National Track & Field Hall of Fame Inductee Dyrol Burleson Q&A
Media Information Manager
USA Track & Field
INDIANAPOLIS - USA Track & Field announced on November 4 that all-time great athletes Jearl Miles Clark, Dyrol Burleson, Roy Cochran, Ralph Craig and journalist James Dunaway have been elected to the National Track & Field Hall of Fame.
Excerpts from a recent interview with Dyrol Burleson follow. A similar interview with fellow Hall of Famer Jearl Miles Clark is available on the USATF website, and an interview with Hall of Fame Contributors inductee James Dunaway is forthcoming.
The Class of 2010 will be inducted Saturday evening, December 4, at the Jesse Owens Awards and Hall of Fame Induction Ceremony, held in conjunction with USATF's 2010 Annual Meeting in Virginia Beach, Va.
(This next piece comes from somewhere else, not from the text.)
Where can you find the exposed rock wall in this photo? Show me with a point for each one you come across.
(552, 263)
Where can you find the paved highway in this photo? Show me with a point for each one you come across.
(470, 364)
The National Track & Field Hall of Fame is located at The Armory Foundation, at 216 Fort Washington Avenue in Washington Heights, N.Y. For more information, visit: http://ny.milesplit.com/pages/Hall-of-Fame
A two-time Olympic finalist in the men's 1,500m (6th in 1960, 5th in 1964), Dyrol Burleson won that event at the Olympic Trials in both of those years.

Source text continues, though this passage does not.